Last month, ChaosNative hosted its second annual engineering event, Chaos Carnival where we discussed the principles of chaos engineering and using them to optimize cloud applications in today’s complex IT systems.
The panelists for this discussion:
- Karthik Satchitanand, co-founder and open source lead, ChaosNative
- Ramya Ramalinga Moorthy, industrialization head — Reliability & Resilience Engineering, LTI — Larsen & Toubro Infotech
- Charlotte Mach, engineering manager, Container Solutions
- Nora Jones, founder and CEO, Jeli
In large-scale distributed software systems, it is chaotic when trying to move quickly without breaking things. “There are just innumerable dependencies in an average software stack. Today, there are a lot of versions, and they are changing too fast. The deployment models have changed from what they used to be from a few years back,” Satchitanand said. Creating experiments through validating hypotheses, breaking things in a controlled way, and reaffirming assumptions about systems is all about “picking the right experiment but it is difficult in the cloud native world,” Satchitanand added.
But when you’re breaking things in production, “it’s a really hard place to know where to start. Many companies often want to feel more confident, without necessarily taking the time yet to look at their previous incidents,” said Jones.
To adopt chaos engineering approaches that are quick, while ensuring the best experiments requires “trying to figure out things that could break it, instead of going the way of something’s broken,” said Mach. “A very simple approach to start with is to come up with a lot of chaos use cases,” added Moorthy.
The journey toward chaos engineering is about embracing complexity.

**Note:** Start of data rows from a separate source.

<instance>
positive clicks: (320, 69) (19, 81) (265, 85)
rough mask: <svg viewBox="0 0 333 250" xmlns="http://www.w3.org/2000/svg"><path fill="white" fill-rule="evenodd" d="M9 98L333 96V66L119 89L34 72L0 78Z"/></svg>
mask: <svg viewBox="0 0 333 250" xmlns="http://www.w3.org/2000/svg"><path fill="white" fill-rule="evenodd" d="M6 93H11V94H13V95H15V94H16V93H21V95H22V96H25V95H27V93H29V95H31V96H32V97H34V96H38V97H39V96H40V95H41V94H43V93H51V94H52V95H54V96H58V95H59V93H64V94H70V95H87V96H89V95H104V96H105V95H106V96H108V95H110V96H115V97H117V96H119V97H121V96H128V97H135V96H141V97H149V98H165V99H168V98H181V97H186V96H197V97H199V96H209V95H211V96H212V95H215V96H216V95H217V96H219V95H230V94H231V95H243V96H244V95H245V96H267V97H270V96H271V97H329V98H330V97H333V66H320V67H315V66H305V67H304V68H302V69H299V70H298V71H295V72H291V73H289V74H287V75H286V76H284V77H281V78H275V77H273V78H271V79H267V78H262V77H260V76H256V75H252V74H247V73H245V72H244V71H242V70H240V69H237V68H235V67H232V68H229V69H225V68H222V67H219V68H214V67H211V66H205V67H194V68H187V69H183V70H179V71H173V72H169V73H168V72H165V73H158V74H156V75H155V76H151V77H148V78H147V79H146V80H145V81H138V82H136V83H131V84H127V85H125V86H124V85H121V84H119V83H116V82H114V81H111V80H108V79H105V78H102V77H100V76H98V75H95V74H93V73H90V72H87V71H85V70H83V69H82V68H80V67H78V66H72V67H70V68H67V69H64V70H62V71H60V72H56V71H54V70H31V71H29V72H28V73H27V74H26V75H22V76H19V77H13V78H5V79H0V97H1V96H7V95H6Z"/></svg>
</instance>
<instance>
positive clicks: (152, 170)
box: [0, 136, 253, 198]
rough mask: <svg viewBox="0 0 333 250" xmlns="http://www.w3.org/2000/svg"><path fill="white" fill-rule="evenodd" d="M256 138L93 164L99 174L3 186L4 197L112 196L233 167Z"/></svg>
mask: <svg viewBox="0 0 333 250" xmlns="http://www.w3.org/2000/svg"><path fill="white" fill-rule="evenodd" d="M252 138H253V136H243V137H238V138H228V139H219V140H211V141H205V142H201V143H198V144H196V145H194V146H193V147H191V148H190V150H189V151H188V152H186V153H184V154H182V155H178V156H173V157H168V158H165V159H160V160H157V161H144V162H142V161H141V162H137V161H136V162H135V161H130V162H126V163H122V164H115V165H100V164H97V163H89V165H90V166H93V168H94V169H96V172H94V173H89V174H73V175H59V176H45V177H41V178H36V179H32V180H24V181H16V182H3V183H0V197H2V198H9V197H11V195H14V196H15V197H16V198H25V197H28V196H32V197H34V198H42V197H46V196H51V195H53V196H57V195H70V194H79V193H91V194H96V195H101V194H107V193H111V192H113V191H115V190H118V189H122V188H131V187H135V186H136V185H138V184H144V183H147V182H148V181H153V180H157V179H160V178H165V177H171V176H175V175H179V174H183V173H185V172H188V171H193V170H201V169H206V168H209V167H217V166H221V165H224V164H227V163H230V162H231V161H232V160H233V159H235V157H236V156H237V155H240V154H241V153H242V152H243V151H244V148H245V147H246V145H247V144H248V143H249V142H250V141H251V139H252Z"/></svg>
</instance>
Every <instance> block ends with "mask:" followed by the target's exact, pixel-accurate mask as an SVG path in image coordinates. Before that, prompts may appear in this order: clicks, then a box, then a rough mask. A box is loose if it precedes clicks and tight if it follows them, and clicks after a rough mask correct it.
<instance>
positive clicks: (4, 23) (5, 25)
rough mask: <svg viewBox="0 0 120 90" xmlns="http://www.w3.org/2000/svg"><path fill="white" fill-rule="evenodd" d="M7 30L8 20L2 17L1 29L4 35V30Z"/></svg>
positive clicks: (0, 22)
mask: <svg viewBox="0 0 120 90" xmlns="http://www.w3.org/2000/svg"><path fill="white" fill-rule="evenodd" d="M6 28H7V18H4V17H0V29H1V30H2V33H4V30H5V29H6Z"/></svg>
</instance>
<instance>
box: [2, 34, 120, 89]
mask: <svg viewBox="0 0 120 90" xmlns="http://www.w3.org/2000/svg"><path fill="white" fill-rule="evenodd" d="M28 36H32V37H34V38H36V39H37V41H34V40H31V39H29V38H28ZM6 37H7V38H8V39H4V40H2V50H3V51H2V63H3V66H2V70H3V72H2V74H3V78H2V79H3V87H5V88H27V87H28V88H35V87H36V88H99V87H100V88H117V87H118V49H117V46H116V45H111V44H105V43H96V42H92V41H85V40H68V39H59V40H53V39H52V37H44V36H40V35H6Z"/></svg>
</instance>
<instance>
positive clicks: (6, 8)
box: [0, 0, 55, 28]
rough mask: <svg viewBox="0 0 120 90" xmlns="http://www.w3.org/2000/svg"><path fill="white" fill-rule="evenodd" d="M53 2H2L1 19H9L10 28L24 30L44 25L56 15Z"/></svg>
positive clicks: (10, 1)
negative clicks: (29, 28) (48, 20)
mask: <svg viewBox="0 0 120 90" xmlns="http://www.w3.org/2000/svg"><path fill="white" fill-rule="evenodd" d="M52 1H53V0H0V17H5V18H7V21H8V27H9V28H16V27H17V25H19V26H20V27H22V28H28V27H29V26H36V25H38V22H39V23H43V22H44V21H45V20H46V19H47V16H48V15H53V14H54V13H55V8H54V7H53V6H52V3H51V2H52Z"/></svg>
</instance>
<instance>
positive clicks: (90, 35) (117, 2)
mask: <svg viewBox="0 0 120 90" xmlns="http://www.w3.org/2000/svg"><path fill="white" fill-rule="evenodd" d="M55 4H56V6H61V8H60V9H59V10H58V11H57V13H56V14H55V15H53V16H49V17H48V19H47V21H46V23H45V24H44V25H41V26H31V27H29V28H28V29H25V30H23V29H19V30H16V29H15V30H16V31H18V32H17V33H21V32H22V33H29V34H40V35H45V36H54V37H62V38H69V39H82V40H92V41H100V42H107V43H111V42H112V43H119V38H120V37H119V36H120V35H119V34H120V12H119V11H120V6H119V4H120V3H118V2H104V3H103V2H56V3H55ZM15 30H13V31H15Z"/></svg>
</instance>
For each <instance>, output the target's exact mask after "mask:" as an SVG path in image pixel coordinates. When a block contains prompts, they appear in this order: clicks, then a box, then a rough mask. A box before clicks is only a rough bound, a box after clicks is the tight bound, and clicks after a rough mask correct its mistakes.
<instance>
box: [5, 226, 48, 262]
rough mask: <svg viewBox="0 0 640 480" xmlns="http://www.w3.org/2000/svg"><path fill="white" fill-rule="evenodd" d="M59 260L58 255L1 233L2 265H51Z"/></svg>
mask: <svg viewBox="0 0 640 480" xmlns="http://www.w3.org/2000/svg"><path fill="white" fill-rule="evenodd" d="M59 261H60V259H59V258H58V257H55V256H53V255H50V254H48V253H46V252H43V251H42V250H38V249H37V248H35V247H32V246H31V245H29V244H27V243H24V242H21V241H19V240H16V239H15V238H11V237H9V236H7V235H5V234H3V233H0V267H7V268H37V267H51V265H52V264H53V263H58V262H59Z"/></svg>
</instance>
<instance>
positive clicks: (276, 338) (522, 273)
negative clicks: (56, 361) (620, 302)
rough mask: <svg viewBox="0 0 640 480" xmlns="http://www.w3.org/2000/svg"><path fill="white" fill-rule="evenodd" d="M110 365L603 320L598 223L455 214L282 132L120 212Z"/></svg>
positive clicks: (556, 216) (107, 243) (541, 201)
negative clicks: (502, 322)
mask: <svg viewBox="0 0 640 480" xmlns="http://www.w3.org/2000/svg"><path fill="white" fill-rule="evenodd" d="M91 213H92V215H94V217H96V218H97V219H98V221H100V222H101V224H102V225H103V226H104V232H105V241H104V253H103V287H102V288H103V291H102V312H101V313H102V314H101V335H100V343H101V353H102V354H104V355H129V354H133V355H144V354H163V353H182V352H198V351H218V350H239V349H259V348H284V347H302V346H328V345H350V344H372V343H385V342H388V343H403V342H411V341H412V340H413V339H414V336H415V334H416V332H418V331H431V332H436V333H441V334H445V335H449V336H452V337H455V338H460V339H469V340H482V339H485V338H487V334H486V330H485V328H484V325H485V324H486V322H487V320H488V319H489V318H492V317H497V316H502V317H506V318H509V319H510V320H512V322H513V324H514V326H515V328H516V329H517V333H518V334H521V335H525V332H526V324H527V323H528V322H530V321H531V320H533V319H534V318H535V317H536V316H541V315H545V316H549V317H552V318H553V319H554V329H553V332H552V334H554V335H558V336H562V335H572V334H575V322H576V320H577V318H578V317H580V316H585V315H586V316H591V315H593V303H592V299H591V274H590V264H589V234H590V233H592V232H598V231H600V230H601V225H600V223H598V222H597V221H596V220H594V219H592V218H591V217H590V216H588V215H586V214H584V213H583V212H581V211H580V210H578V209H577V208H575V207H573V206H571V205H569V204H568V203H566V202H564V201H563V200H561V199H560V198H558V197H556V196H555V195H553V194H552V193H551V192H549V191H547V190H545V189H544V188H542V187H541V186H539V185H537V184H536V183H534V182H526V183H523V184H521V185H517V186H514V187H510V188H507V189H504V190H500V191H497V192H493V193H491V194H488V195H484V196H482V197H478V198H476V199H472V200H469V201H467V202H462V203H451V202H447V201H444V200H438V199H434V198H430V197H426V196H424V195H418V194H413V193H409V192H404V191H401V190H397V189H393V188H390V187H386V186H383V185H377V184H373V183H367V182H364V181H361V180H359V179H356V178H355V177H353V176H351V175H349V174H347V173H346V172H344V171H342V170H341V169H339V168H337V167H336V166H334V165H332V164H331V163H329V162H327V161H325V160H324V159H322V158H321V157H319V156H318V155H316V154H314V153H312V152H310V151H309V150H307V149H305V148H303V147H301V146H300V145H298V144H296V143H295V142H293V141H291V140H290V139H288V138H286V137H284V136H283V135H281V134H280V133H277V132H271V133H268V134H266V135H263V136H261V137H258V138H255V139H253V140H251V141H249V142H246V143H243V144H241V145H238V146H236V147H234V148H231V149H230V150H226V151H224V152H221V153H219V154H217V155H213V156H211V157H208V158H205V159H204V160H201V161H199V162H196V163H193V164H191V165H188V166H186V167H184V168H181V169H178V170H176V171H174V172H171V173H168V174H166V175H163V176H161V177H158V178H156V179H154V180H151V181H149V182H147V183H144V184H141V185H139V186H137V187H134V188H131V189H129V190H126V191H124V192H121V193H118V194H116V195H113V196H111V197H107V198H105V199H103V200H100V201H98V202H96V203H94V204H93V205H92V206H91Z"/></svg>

According to Satchitanand, “Chaos engineering is about learning new things. We expect things to behave a certain way strongly, because you’ve already tested it before, and you’ve seen it. In practice, there are things that don’t have to behave a certain way, but you’ve not had the chance to see it working that way. Then, there are things which you may have not thought about at all, which and must be checked by running experiments. These are all great ways to approach chaos engineering and create use cases.”
A key challenge of chaos engineering is mapping KPIs and chaos experiments to an ROI. The value is often found in “non-tangible things like trust in the system and hopefully less downtime. But this is the kind of thing that you can’t put a price tag on properly. So that’s why you must find other ways to convince people of the value of it,” said Jones.
But for all the chaos that goes into improving the resiliency in cloud native applications, it leads users to “create new metrics and define new SLO’s that you might not have had a chance to think about. Maybe the scenario forces you to look for information, so you end up creating some metrics. That’s a side benefit of chaos engineering,” said Satchitanand.